“You cannot be indifferent to the suffering of the world or its potential,” she said. “You can change the world, through acts both great and small.”
Professor Karlan, a baseball fan, urged grads to follow the advice of “America’s greatest philosopher,” Yogi Berra, who advised, “When you come to a fork in the road, take it.”
“Sometimes we should refuse to choose,” she said. “You’re not facing a choice between being a public interest lawyer or being a sellout. Truly great lawyers…take both paths from the fork. They use their gifts to give back to the community, as well as to take care of themselves and the people they love. They make corporations more responsible. They prosecute crime. They pave the road for new technologies to bring life-saving and life-enhancing products to the market. They defend the accused.”

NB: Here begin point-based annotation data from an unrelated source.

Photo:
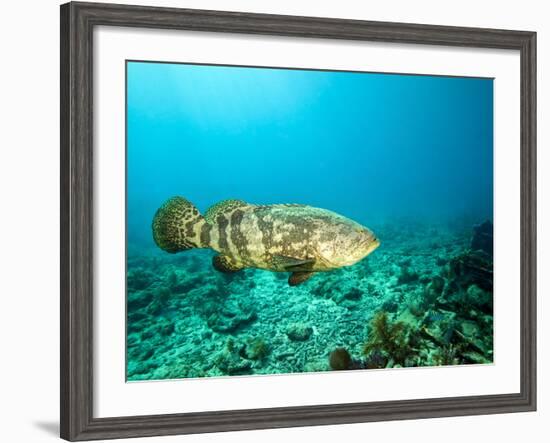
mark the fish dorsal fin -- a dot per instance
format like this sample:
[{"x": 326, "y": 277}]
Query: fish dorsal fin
[
  {"x": 223, "y": 207},
  {"x": 293, "y": 264}
]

Professor Karlan quoted from the opening sentence of David Copperfield—“Whether I shall turn out to be the hero of my own life, or whether that station will be held by anybody else, these pages must show”—and challenged students to become the heroes of their own lives, while at the same time, being mindful of those less fortunate.
“The pages of the briefs you file and the memoranda you write and the opinions you publish…should be a part of making your own lives heroic. And you should use the gifts luck and Yale have given you to enable people who have been excluded from the great good fortunes all of us have enjoyed to become the heroes of their lives as well.”